Produced by Gabriel Sacco in conjunction with Artspace New Haven and Creative Arts Workshop Hilles Gallery, the show is one in which Ma and Pollock’s work flows together in an immersive experience of words and images that details, movingly, an artist’s search for a kind of personal and artistic solace, which in turn reveals the depth of the emotion in the search itself.
Normally in writing up an art show it makes sense to navigate it by talking about individual pieces — a painting, a sculpture — and how the pieces by accretion add up to a larger whole. “Impossible Souls” isn’t like that. For starters, there is a lot of text, and a lot of it in overtly confessional mode, made more immediate by the fact that it’s handwritten with marker directly onto the surfaces of pieces. In the text, we get a sense of Ma’s own struggles, with making personal connections at school, with finding her way as an artist, and later, with traveling across the country. Embedded in those struggles, however, are strong threads of hope. She meets people with whom she forms deep bonds.

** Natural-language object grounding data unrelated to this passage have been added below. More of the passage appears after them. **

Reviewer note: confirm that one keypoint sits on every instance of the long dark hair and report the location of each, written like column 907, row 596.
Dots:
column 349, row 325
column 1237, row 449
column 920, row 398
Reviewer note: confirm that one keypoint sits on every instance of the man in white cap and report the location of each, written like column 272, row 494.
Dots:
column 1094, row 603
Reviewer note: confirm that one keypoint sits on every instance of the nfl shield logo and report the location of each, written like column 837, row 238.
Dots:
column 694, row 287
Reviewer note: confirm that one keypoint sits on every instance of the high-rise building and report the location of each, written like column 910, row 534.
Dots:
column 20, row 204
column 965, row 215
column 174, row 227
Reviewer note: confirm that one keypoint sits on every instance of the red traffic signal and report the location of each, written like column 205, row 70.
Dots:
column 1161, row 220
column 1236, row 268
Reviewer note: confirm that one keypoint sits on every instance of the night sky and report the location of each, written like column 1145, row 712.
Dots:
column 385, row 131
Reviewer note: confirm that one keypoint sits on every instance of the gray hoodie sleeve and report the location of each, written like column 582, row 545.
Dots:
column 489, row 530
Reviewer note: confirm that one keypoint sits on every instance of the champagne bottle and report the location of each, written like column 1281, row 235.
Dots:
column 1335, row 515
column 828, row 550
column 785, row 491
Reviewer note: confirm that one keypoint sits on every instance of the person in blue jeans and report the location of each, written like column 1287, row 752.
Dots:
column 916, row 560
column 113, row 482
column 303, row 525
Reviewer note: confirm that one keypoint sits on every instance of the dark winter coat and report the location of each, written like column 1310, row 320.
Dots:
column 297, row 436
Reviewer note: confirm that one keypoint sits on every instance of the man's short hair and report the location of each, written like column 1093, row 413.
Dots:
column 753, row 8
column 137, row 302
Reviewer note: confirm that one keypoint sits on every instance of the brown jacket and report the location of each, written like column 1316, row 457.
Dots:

Others — like a man she encounters in New Mexico who, it turns out, also serves as a guide, keeping her out of trouble — only appear in the narrative for a short time, but are bright flashes of compassion and humanity. The casual way the text is written, annotated, amended, and patched suggests above all that it’s a work in progress. There’s a lot of story, and it’s not over.
The images surrounding the text — on the walls of the gallery and floating in the air — amplify the story. They come across as snapshots on the journey. There are fragments of landscapes and houses, streaks of pavement and trees viewed from moving vehicles. Some photographs have the sense of overt art projects: nudes posing on lawns, experiments with exposures. But it’s the faces that stay with you. They’re not mentioned specifically in the story; we don’t know who they are, where the photographer met them, what their relationship might have been, let alone whether they’re still in touch now. But they have a look about them, recognizable to anyone who’s had a period in their lives like what the text is describing, a time that feels unmoored, precarious, even sometimes dangerous. A time of missed chances, miscalculations, bad decisions. Moments when you’re in over your head. Sometimes that means you fall, and some people fall a long way. But just as often, there are people there to catch you, even if it’s only for an afternoon. Maybe they give you a ride somewhere, or they say just the right thing at the right time, and it sets you on a better path.
Reading the text and looking at the images, I saw that struggle and the helping hands, and remembered both for myself. And I was reminded, too, how sometimes we get to be part of that web of compassion, catching someone before they fall too far. As goals, convening over shared humanity and bridging divides can seem somehow both too lofty and too simplistic when you say it out loud. The show itself, however, makes you feel it.